I’ve often extolled the virtues of the English language and its ability to provide precisely the right word for any given situation but, in truth, this isn’t entirely the case. Despite centuries of evolution, of growing and morphing to reflect the trends of any given time, there are still gaps – vocabularial holes that English alone has failed (or rather, not bothered) to plug.

Sure, we can fill those gaps by knitting together a number of words, but that leaves your sentences looking like a darned sock. For that seamless repair, we prefer to borrow from other languages: sangfroid, zeitgeist, chutzpah, penchant.

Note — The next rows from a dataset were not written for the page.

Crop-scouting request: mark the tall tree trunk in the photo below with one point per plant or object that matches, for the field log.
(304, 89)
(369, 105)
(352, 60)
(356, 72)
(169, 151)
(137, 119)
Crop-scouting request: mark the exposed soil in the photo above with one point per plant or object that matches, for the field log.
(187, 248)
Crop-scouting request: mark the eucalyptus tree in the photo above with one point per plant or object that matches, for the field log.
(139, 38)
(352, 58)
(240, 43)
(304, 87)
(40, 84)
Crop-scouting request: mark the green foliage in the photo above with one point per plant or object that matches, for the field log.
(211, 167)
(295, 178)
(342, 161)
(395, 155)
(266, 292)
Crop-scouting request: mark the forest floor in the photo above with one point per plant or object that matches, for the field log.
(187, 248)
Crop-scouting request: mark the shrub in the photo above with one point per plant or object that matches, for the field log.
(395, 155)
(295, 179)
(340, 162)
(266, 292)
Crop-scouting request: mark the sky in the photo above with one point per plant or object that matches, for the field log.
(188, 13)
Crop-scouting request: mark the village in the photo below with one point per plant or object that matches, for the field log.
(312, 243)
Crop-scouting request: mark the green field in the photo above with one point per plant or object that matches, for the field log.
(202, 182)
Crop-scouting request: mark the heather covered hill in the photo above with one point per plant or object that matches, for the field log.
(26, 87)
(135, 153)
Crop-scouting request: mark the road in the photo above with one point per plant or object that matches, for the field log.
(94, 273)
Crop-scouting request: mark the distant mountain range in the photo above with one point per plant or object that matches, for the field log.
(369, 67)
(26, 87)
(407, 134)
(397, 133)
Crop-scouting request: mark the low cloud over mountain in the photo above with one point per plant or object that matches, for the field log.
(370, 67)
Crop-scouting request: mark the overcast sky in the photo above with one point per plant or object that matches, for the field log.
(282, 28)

We call these loanwords and the bank we tend to draw from more often than any other is French. Pourquoi pas? There are lots of things to love about France: croissants, philosophy, depressing novels, two-lane motorways where people pull in again after overtaking… the country and its culture just have a certain je ne sais quoi, especially when it comes to words.

So much so that we’ve left our own language incomplete just so we can have carte blanche to season it with phrases like au fait, enfant terrible and déjà vu. However, these are not single words, perfectly cut to fit the holes in the English language. They’re more darned socks, albeit with finer stitches.

Penchant is different.

Penchant is a genuinely necessary loanword for which we have no better alternative. The dictionary definition is ‘a strong or habitual liking for something’ – seven words where one will do. That’s what I call a deal. The closest we come to a one-word equivalent is ‘predilection’ but come on! Try saying that in Screwfix and see where it gets you.

‘Liking’, ‘leaning’ and ‘taste’ are pallid by comparison, while ‘hankering’ and the quirky ‘yen’ go a bit too far – the latter having originally meant ‘a strong desire for opium’. Addiction, in other words.

So our penchant for penchant is entirely justified. The only drawback is that it’s impossible to say it without sounding like you’re effecting an exaggerated French accent, like Barry Davies commentating on the 1982 World Cup. Platini… Battiston… Tigana… Janvion… Giresse… Actually, it’s rather gorgeous, isn’t it? And there’s usually a goal at the end if it. Or a massive German goalkeeper with violent intent.

But I digress. Our penchant for French phrases probably stems from the days when that was the international language of diplomacy, and dilettantes used to swan about the corridors of power shouting things like ‘attaché’ and ‘hors de combat’ and ‘fait accompli’. The clichés stuck, the rest crumbled away and today, rather than cementing alliances, we tend to use French as a mere paint box from which to add a splash of colour to our own lingo.

Such is life with languages. Like empires, they rise and fall. Who knows, maybe one day all this will be Mandarin.